Nous ne reculerions pas ainsi le but devant le jeune écrivain, si nous le jugions incapable de l’atteindre. M. Wilkie Collins, parvenu à ce degré de renommée qui affranchit la plume et permet les tentatives les plus hardies, peut, avec les ressources abondantes que lui fournit une éducation tout exceptionnelle, aborder comme il le voudra les problèmes posés devant lui. Qui serait mieux placé que lui, par exemple, pour nous peindre la vie d’artiste en Angleterre et de notre temps ? Qui pourrait mieux nous indiquer, dans ce qu’elles ont de plus délicat, les influences tantôt favorables, tantôt contraires, de ce patronage aristocratique, à l’ombre duquel tant de talens ont éclos et tant d’autres ont péri ? Et la situation si excentrique, — c’est bien le cas d’appliquer le mot, — faite à l’homme de lettres dans une société trop mal agencée pour qu’il y trouve naturellement sa place, ne peut-il l’étudier à fond ? On l’a déjà pu entrevoir, le fils de Collins a sur une foule de sujets, tous du plus sérieux intérêt, des lumières, une expérience qui ne sont point échues au premier venu, des lumières, il nous les doit ; cette expérience, il faut lui faire porter ses fruits. Il a toute chance d’arriver haut, s’il veut voir, telles qu’elles sont en réalité, les difficultés de son art, vrais récifs à fleur d’eau, qui ne se montrent pas tous, et que les bons pilotes apprennent à discerner sous le flot mystérieux. L’une des plus grandes est, tout en calculant ses forces, de ne leur pas chercher trop d’étais au dehors, de rester soi-même, de ne pas demander le succès à obtenir à la reproduction servile des œuvres que recommande le succès obtenu.
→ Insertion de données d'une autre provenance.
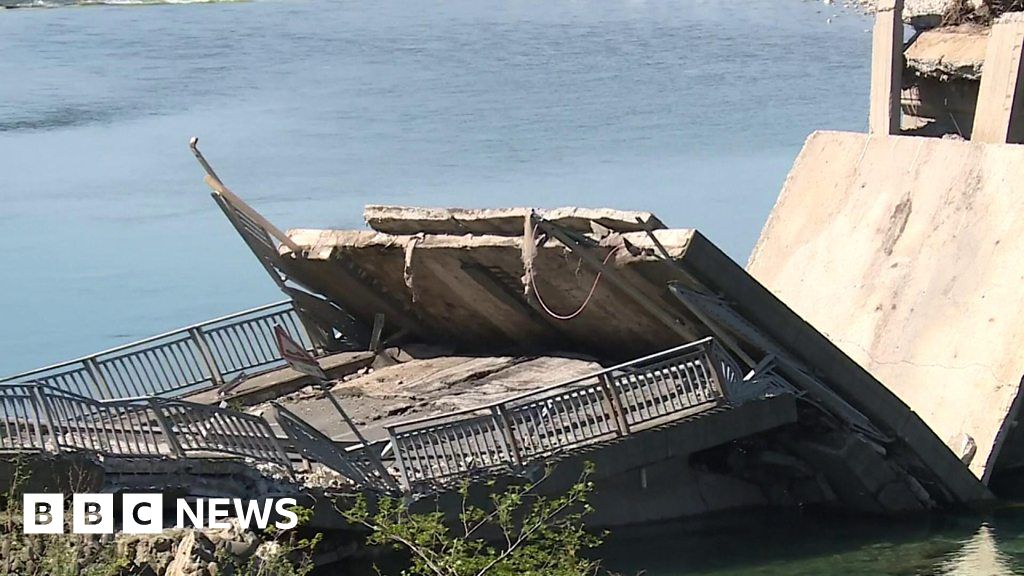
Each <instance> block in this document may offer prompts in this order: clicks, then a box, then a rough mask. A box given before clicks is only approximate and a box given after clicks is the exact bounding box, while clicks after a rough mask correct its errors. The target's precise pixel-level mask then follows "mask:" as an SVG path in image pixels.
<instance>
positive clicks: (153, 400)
mask: <svg viewBox="0 0 1024 576" xmlns="http://www.w3.org/2000/svg"><path fill="white" fill-rule="evenodd" d="M146 403H147V404H148V405H150V409H151V410H153V416H154V418H156V419H157V424H158V425H160V429H161V431H163V433H164V438H166V439H167V446H168V447H169V448H170V449H171V454H172V455H173V456H174V457H175V458H184V456H185V451H184V450H182V449H181V443H179V442H178V437H176V436H174V429H173V428H172V427H171V423H170V421H168V419H167V416H166V415H165V414H164V411H163V407H162V406H161V405H160V404H159V403H158V402H157V401H156V400H155V399H153V398H150V399H147V400H146Z"/></svg>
L’originalité dans la conception première, voilà ce que doit rechercher avant tout M. Wilkie Collins, s’il veut passer définitivement au rang qu’il s’est montré capable d’atteindre. Pour y arriver, ce n’est pas tout que d’avoir fait lire Antonina, Basil et Hide and Seek ; au même public qui a goûté les Caxton, David Copperfield et Vanity Fair : un pas de plus reste à franchir, et nous aimons à espérer que, replié sur lui-même, mûri par l’exercice de son art, concentrant ses énergies diverses et leur donnant un but mieux défini, M. Wilkie Collins fera ce pas décisif : il justifiera ainsi les affectueuses sympathies qui déjà l’entourent, et auxquelles nous avons tenu à joindre nos suffrages.


E.-D. FORGUES.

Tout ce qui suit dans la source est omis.